Despite the successful results, there are a number of difficulties when analyzing mobile traffic that prevent the process from being fully automated. Many applications use their own data transfer formats or encrypt packets using non-standard methods that are difficult to recognize even after installing a trust certificate. Requests are often encoded using protobuf or base64, hiding the structure of the fields, and the coordinates themselves can be transmitted in the form of mathematical expressions or JSON fragments. Because of this, part of the geodata remains unnoticed even after filtering, and for their recognition it is necessary to combine automatic algorithms with manual verification.
In addition, mobile operating systems are constantly updating security mechanisms, which makes it difficult to intercept requests. New versions of Android and iOS more actively block the installation of proxy certificates or restrict access to system network libraries. This creates technical barriers, but at the same time confirms the importance of such studies – only through practical experience can one understand what data is actually transmitted in real time.
Despite the limitations, the project continues to develop.
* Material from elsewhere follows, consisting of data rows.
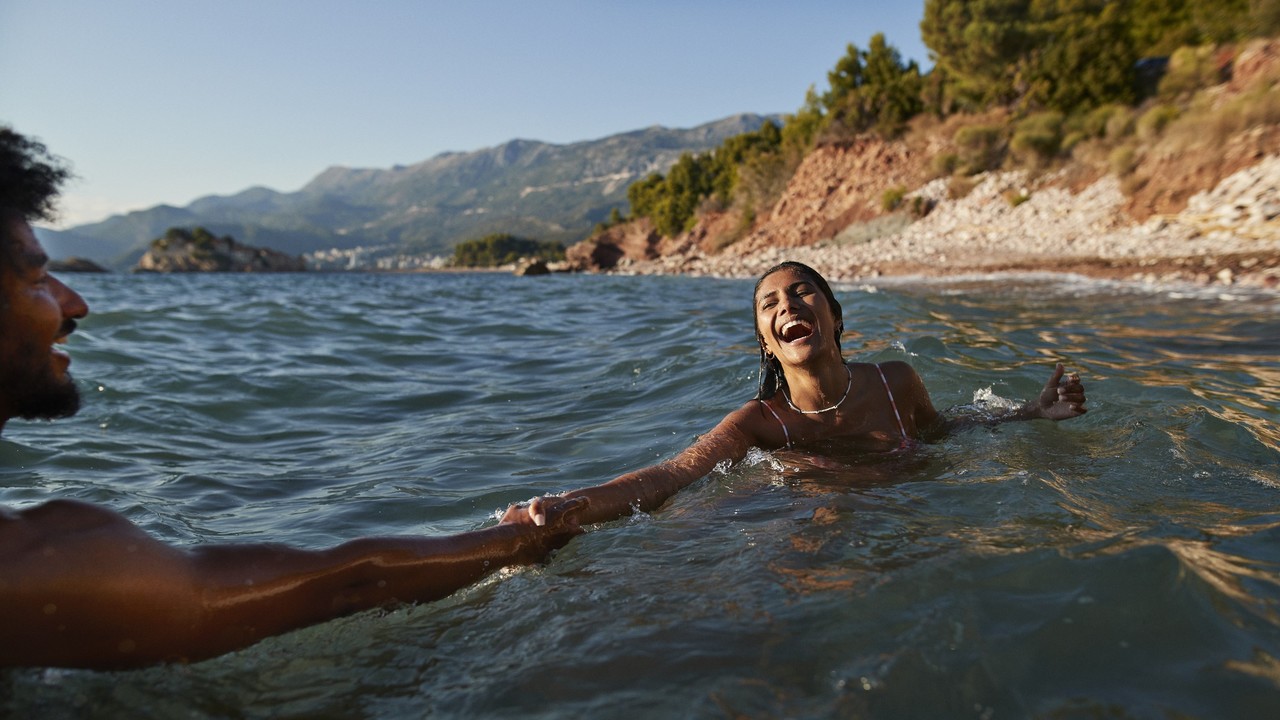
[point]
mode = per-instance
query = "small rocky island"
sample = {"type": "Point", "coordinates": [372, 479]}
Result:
{"type": "Point", "coordinates": [201, 251]}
The next steps include creating a system for automatic data export to CSV format so that anyone can quickly get a summary table with query parameters. It is also planned to develop modules for decoding protobuf responses, which will allow you to see the content even in cases where the data is transmitted in binary form. Another direction is to build a common database of typical mobile SDK queries, in which you can search for matches by domain or keyword.
In the future, the study may turn into a full-fledged monitoring platform with open APIs, where users from all over the world will exchange observation results. Such initiatives form a new culture of digital responsibility, when transparency becomes not an option, but a basic condition for the operation of any mobile service.
Today, a smartphone is not only a convenient tool, but also a constant source of data that is transmitted to dozens of servers without the user’s knowledge. The research shows that even basic knowledge and open tools allow you to see the hidden side of this system. Anyone can join the collaborative monitoring, install mitmproxy, intercept their own traffic and see exactly how their applications interact with the network.
This is not just an experiment, but a way to regain control over personal data. The more users participate in the collaborative analysis, the more transparent the digital ecosystem in which billions of devices live every day will become. And it is with such actions that real digital security begins – not declarative, but based on practice, community and knowledge.